I will use ETL to populate a staging table in the database. The data type of the columns in simply varchar.

                create table stage_forex
(
	stage_id int not null identity,
	exchg_date varchar(11) not null,
	exchg_currency varchar(5) not null,
	exchg_rate varchar(20) null,
	constraint PK_stage_forex primary key (stage_id)
)

Now a stored procedure to migrate the data from staging into the final tables. I have explicitly declared a transaction here for purposes of exposition but in reality the insert statement is a single transaction anyway. Note line 8 which converts "null", "closed" or "N/A" to NULL. Also the exchange rate is converted to the data type of the destination column, decimal (19,4). This is an ideal data type for use with currency values.

                create proc sp_migrate_forex as
begin
	begin transaction
	begin try
		insert forex (exchg_date, exchg_currency, exchg_rate)
		select convert(date, exchg_date), convert(varchar(3), exchg_currency),
			case when exchg_rate = 'null' or lower(exchg_rate) = 'closed' or lower(exchg_rate) = 'n/a' then NULL
			    else convert(decimal(19,4), exchg_rate) end
		from stage_forex
		commit transaction
	end try
	begin catch
		rollback transaction
		raiserror ('Error during forex migration', 10, 1)
	end catch
end

The ETL Package

I am using SQL Server Integration Services and Visual Studio 2022 to build the ETL package.

I create a new Integration Services project
I drag a Data Flow Task on to the canvas and right-click Edit
I drag a Source Assistant object onto the canvas and select New Connection
I configure the connection to my output.csv created by the Python scripts:

SSIS Flat File Source

SSIS CSV Source File Preview

I drag a Destination Assistant object onto the canvas, select SQL Server as the Destination type then double click New. I choose the Microsoft OLE DB Provider For SQL Server from the Provider list then enter my credentials:

SSIS Source Connection manager

I connect the Flat File Source to the OLE DB Destination:

SSIS Data Flow Task

I right-click Edit the OLE DB Destination, select stage_forex as the destination table then configure the mappings:

SSIS OLE DB Mappings

I execute the SSIS package and after a very brief delay it reports successful execution.
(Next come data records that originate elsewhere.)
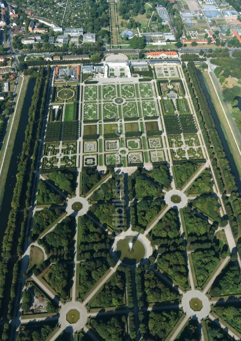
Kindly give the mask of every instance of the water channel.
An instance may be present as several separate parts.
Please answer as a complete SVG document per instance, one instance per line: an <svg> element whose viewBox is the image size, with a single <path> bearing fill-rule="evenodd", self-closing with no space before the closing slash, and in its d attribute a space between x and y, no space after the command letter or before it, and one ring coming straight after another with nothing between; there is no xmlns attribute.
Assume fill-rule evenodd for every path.
<svg viewBox="0 0 241 341"><path fill-rule="evenodd" d="M215 122L215 128L218 132L219 136L222 141L223 145L223 146L224 150L226 154L227 158L228 160L229 164L229 166L231 170L231 173L234 176L235 178L235 181L236 184L238 187L238 190L239 192L241 192L241 181L240 181L240 177L239 174L238 170L238 168L236 165L233 157L229 149L229 146L228 144L226 138L224 135L224 134L221 127L220 121L217 116L217 115L216 111L214 105L213 104L211 98L208 92L205 84L204 82L203 78L202 75L201 73L199 70L198 70L198 76L202 88L203 90L205 95L208 101L208 106L212 113L212 116Z"/></svg>
<svg viewBox="0 0 241 341"><path fill-rule="evenodd" d="M32 97L33 94L33 88L36 82L36 79L30 79L28 82L6 180L5 191L0 211L0 247L1 249L4 233L6 228L8 217L11 209L11 202L13 195L13 190L16 183L17 166L22 151L23 144L25 139L25 131L28 120L28 114L31 105ZM0 258L1 258L0 255Z"/></svg>

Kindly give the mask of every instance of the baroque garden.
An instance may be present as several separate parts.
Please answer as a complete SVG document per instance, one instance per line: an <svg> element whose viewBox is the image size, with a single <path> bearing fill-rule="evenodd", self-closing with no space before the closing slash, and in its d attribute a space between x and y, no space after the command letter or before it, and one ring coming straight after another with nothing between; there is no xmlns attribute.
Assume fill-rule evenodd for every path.
<svg viewBox="0 0 241 341"><path fill-rule="evenodd" d="M241 337L236 241L183 71L164 69L52 80L17 340Z"/></svg>

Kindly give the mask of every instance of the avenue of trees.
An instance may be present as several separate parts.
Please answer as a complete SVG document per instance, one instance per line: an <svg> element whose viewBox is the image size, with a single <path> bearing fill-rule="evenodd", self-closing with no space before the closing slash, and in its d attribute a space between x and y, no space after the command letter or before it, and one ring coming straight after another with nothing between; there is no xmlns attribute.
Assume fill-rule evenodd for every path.
<svg viewBox="0 0 241 341"><path fill-rule="evenodd" d="M211 295L217 297L241 294L241 282L240 269L230 262L214 281L211 287Z"/></svg>
<svg viewBox="0 0 241 341"><path fill-rule="evenodd" d="M180 237L180 226L177 212L172 209L164 216L150 233L152 244L161 246L173 242Z"/></svg>
<svg viewBox="0 0 241 341"><path fill-rule="evenodd" d="M191 204L216 221L221 221L219 204L216 198L201 195L192 201Z"/></svg>
<svg viewBox="0 0 241 341"><path fill-rule="evenodd" d="M86 216L79 218L80 243L77 246L77 259L107 257L110 249L111 238Z"/></svg>
<svg viewBox="0 0 241 341"><path fill-rule="evenodd" d="M35 164L38 152L40 134L43 120L45 101L50 68L47 69L47 74L44 74L43 69L40 68L34 89L34 94L28 112L28 123L25 131L25 140L23 145L22 153L18 165L18 173L16 175L17 181L14 190L11 203L13 208L10 211L7 228L5 231L2 246L3 260L0 262L0 307L3 299L5 299L4 304L9 304L8 316L12 318L13 307L16 298L16 283L18 281L19 272L16 262L8 262L6 258L11 258L16 254L16 251L21 255L23 252L25 240L26 229L28 221L27 208L29 207L32 195L32 185L35 170ZM45 76L46 77L44 78ZM42 100L40 96L42 96ZM37 108L39 110L38 123L37 132L34 132L33 127L36 123ZM35 143L34 141L35 141ZM24 184L27 182L26 187ZM26 190L24 196L24 189ZM23 216L21 222L19 219L17 208L23 206ZM13 273L14 279L12 284L10 296L5 295L5 290L8 275ZM2 310L2 311L3 311Z"/></svg>
<svg viewBox="0 0 241 341"><path fill-rule="evenodd" d="M85 167L83 168L81 173L81 190L83 194L85 194L99 181L101 179L101 176L96 172L96 169L95 168Z"/></svg>
<svg viewBox="0 0 241 341"><path fill-rule="evenodd" d="M179 251L159 255L157 266L184 288L188 286L187 268L185 255Z"/></svg>
<svg viewBox="0 0 241 341"><path fill-rule="evenodd" d="M182 187L188 180L190 180L197 168L196 165L189 161L175 166L174 167L174 170L178 187Z"/></svg>
<svg viewBox="0 0 241 341"><path fill-rule="evenodd" d="M178 310L149 313L148 329L150 335L145 340L164 340L172 330L180 317Z"/></svg>
<svg viewBox="0 0 241 341"><path fill-rule="evenodd" d="M213 185L210 171L206 169L194 180L187 191L189 194L212 193Z"/></svg>
<svg viewBox="0 0 241 341"><path fill-rule="evenodd" d="M152 172L152 178L166 188L169 188L171 184L169 169L166 165L161 165L154 167Z"/></svg>
<svg viewBox="0 0 241 341"><path fill-rule="evenodd" d="M54 329L54 323L36 324L32 325L31 328L25 327L19 332L17 341L37 341L46 340L48 335Z"/></svg>
<svg viewBox="0 0 241 341"><path fill-rule="evenodd" d="M109 269L107 262L100 258L92 258L80 263L80 284L77 289L83 297Z"/></svg>
<svg viewBox="0 0 241 341"><path fill-rule="evenodd" d="M98 201L119 199L119 195L117 190L118 189L115 178L109 179L106 182L102 183L99 188L94 192L90 197L90 199L93 201Z"/></svg>
<svg viewBox="0 0 241 341"><path fill-rule="evenodd" d="M40 179L39 182L37 195L37 204L43 205L49 204L60 204L64 201L61 194L56 192L48 184Z"/></svg>
<svg viewBox="0 0 241 341"><path fill-rule="evenodd" d="M116 209L114 205L111 204L101 204L97 205L94 204L90 207L90 210L101 221L113 230L118 228L120 223L123 224L123 228L126 230L127 224L125 213L124 214L119 211L116 213Z"/></svg>
<svg viewBox="0 0 241 341"><path fill-rule="evenodd" d="M47 254L50 252L57 253L62 251L68 253L68 246L71 245L73 238L73 225L72 217L68 216L45 236L43 245Z"/></svg>
<svg viewBox="0 0 241 341"><path fill-rule="evenodd" d="M130 213L132 229L142 233L147 224L157 215L164 206L164 204L161 202L146 201L144 199L136 203L131 203Z"/></svg>
<svg viewBox="0 0 241 341"><path fill-rule="evenodd" d="M52 264L43 277L47 283L63 299L66 299L68 296L68 286L70 281L68 277L67 265L58 263Z"/></svg>
<svg viewBox="0 0 241 341"><path fill-rule="evenodd" d="M63 212L58 208L49 210L45 208L36 211L33 217L32 235L36 238Z"/></svg>
<svg viewBox="0 0 241 341"><path fill-rule="evenodd" d="M214 311L239 332L241 332L241 308L238 306L217 306Z"/></svg>
<svg viewBox="0 0 241 341"><path fill-rule="evenodd" d="M209 155L211 158L213 159L214 156L213 153L214 151L216 153L216 157L229 190L230 192L236 191L237 187L235 179L231 173L228 160L226 158L222 141L215 128L215 122L198 77L196 66L192 62L188 63L187 69L192 78L192 84L190 81L189 76L187 73L188 70L184 65L183 65L182 66ZM196 93L198 94L198 99L194 91L194 89ZM211 141L212 142L213 148L210 147Z"/></svg>
<svg viewBox="0 0 241 341"><path fill-rule="evenodd" d="M212 249L196 250L192 255L198 284L201 286L218 264L218 253Z"/></svg>
<svg viewBox="0 0 241 341"><path fill-rule="evenodd" d="M180 295L152 270L144 274L145 292L148 303L179 300Z"/></svg>
<svg viewBox="0 0 241 341"><path fill-rule="evenodd" d="M93 308L118 307L124 304L125 281L124 274L118 270L91 302Z"/></svg>
<svg viewBox="0 0 241 341"><path fill-rule="evenodd" d="M51 180L53 180L58 187L69 194L73 194L74 184L74 175L71 173L63 173L60 170L53 172L48 176Z"/></svg>
<svg viewBox="0 0 241 341"><path fill-rule="evenodd" d="M188 235L198 236L207 233L210 227L208 222L199 217L188 207L183 210Z"/></svg>
<svg viewBox="0 0 241 341"><path fill-rule="evenodd" d="M110 318L98 318L90 321L90 325L105 341L122 341L126 329L125 316L116 316Z"/></svg>

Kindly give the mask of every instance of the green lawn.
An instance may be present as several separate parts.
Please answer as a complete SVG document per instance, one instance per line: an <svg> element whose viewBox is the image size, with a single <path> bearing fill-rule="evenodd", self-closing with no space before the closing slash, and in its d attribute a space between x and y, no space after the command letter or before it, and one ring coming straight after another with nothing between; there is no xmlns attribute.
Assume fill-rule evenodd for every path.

I run a query in SSMS to determine if there are any potentially problematic exchange rate values and identify the value N/A which I had not accounted for in my migration stored procedure so I modify it accordingly.

Check exchange rate values

Finally I execute exec sp_migrate_forex in SSMS and after a brief delay the migration is complete. It reports 134,461 rows affected which is exactly the original number of rows in my CSV file minus the heading row.

I have constructed a Forex Chart page to query the exchange rates from Azure.

Ed. I moved the data to a MySQL database closer to the code to reduce latency.